A History of Police and Masculinities, 1700–2010
Edited by David Barrie, Susan Broomhall
Published December 16th 2011 by Routledge – 308 pages
This unique collection brings together leading international scholars to explore how ideologies about masculinities have shaped police culture, policy and institutional organization from the eighteenth century to the present day.
It addresses an under-researched area of historical inquiry, providing the first in-depth study of how gender ideologies have shaped law enforcement and civic governance under ‘old’ and ‘new’ police models, tracing links, continuities, and changes between them. The book opens up scholarly understanding of the ways in which policing reflected, sustained, embodied and enforced ideas of masculinities in historic and modern contexts, as well as how conceptions of masculinities were, and continue to be, interpreted through representations of the police in various forms of print and popular culture.
The research covers the UK, Europe, Australia and America and explores police typologies in different international and institutional contexts, using varied approaches, sources and interpretive frameworks drawn from historical and criminological traditions.
This book will be essential reading for academics, students and those in interested in gender, culture, police and criminal justice history as well as police practitioners.
"This edited collection on how masculine ideologies have shaped, and were shaped by, policing both culturally and institutionally, is a joy to read … As the study of masculinities slowly makes inroads into areas of history heretofore viewed with either a traditional political focus or, more recently, a specifically female-orienated approach, a collection such A History of Police and Masculinities, 1700–2010 is a welcome addition to gender scholarship." - Deborah Seiler, Otto-Friedrich University, Germany in Parergon
"This interesting anthology traces changing notions of masculinity in various police agencies in recent history….the work is the best quarry about police sources this reviewer has seen in recent years." - P.T. Smith, CHOICE, October 2012
Introduction, David G. Barrie and Susan Broomhall 1. The Paternal Government of Men: The Self-Image and Action of the Paris Police in the Eighteenth Century?

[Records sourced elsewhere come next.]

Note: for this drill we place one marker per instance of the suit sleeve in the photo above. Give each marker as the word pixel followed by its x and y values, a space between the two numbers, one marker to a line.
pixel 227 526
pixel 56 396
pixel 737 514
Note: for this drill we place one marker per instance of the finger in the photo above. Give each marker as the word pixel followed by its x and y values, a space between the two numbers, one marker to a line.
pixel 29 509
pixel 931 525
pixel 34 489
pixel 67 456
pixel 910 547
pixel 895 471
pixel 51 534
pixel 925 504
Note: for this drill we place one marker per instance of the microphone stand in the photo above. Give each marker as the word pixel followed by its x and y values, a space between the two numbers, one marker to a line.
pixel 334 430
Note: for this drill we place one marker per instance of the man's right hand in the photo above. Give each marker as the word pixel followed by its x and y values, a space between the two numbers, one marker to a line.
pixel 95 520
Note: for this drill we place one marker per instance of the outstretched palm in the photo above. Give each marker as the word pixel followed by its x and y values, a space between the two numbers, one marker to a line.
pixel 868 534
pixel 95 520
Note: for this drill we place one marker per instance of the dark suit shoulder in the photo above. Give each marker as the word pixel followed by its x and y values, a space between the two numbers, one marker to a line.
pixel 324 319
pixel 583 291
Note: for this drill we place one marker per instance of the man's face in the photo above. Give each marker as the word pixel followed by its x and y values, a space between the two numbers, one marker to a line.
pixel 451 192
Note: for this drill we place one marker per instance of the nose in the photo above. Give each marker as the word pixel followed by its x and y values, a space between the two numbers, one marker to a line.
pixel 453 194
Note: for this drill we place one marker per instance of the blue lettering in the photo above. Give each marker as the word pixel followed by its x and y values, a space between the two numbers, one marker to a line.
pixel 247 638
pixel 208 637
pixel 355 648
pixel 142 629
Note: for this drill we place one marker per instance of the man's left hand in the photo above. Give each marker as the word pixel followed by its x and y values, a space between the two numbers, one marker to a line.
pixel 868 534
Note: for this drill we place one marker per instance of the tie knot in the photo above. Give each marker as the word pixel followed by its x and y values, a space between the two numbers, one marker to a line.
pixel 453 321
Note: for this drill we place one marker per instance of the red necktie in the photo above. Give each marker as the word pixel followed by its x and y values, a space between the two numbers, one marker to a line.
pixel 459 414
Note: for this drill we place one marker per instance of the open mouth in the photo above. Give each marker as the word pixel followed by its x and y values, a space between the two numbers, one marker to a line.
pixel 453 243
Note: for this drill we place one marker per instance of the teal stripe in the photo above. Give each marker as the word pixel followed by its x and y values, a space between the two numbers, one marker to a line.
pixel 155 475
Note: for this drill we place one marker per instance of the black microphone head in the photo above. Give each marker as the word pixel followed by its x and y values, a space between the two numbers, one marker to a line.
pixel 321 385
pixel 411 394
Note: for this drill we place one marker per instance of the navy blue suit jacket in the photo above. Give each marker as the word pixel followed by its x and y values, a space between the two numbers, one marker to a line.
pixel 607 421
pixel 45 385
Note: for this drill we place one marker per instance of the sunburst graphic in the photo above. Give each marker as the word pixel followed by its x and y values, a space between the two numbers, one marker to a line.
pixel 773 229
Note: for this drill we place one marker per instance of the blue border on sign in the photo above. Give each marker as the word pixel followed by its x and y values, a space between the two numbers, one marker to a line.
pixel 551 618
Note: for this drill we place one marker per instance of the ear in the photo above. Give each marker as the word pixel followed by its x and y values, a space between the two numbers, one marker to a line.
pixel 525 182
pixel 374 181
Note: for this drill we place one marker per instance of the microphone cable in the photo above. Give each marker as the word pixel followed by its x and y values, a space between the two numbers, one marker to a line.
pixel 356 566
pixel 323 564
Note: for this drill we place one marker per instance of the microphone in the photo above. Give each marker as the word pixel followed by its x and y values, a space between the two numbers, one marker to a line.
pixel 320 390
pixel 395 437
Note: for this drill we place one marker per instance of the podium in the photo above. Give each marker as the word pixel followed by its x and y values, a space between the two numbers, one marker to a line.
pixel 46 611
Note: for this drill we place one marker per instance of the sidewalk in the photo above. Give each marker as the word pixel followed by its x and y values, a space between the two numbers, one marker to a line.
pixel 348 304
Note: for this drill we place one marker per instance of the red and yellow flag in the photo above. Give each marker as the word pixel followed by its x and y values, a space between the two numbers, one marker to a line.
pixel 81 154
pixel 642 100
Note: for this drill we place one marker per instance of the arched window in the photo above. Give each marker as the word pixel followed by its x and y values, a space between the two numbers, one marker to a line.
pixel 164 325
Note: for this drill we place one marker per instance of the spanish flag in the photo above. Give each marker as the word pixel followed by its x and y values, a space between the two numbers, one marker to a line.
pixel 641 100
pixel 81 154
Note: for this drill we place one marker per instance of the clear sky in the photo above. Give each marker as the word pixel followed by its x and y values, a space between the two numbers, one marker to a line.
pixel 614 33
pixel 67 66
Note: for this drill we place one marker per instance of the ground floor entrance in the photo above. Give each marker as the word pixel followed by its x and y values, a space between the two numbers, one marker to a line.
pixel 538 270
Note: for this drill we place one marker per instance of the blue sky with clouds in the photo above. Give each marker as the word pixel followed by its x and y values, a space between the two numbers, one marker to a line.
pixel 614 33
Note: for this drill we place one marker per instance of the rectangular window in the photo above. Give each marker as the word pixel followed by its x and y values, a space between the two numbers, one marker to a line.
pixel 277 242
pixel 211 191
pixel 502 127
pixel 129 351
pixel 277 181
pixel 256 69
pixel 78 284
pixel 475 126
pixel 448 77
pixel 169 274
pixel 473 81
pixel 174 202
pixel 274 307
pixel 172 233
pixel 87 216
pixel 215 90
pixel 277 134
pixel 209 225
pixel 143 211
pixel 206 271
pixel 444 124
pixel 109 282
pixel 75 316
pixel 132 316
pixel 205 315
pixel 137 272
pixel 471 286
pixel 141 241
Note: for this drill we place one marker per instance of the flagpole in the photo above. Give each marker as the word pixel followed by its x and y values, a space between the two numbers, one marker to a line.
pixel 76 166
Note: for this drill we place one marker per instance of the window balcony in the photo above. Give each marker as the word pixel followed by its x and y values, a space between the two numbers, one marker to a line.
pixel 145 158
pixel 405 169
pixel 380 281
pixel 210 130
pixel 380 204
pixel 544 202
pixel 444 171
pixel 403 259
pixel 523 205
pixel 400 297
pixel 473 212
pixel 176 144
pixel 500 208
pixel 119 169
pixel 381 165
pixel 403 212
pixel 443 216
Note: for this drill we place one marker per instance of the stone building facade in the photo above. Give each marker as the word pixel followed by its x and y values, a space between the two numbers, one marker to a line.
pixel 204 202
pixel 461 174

David Garrioch 2. 'A Species of Civil Soldier': Masculinity, Policing and Military in 1780s England, Matthew McCormack 3. Making Men: Media, Magistrates and the Representation of Masculinity in Scottish Police Courts, 1800-1835, Susan Broomhall and David G. Barrie 4. Becoming Policemen in Nineteenth-Century Italy: Police Gender Culture Through the Lens of Professional Manuals, Simona Mori 5. Men on a Mission: Masculinity, Violence and the Self-Presentation of Policemen in England c.1870-1914, Francis Dodsworth 6. Shedding the Uniform and Acquiring a New Masculine Image: The Case of the Late Victorian and Edwardian English Police Detective, Haia Shpayer-Makov 7. 'Well-set up men': Respectable Masculinity and Police Organizational Culture in Melbourne 1853–c.1920, Dean Wilson 8. Of Tabloids and Gentlemen: How Depictions of Policing helped Define American Masculinities at the Turn of the Twentieth Century, Guy Reel 9. Quiet and Determined Servants and Guardians: Creating Ideal English Police Officers, 1900–1945, Joanne Klein 10. Science and Surveillance: Masculinity and the New York State Police, 1945–1980 Gerda W. Ray 11. Managerial Masculinity: An Insight into the Twenty-First-Century Police Leader, Marisa Silvestri
David G. Barrie is lecturer in British history at The University of Western Australia. His research interests include crime and punishment in eighteenth- and nineteenth-century Scotland. He is author of Police in the Age of Improvement: Police Development and the Civic Tradition in Scotland, 1775-1865 (Willan Publishing, 2008), which was awarded ‘best first book’ in Scottish history by the international committee of the Frank Watson Book Prize. He has published widely on Scottish policing in leading international journals.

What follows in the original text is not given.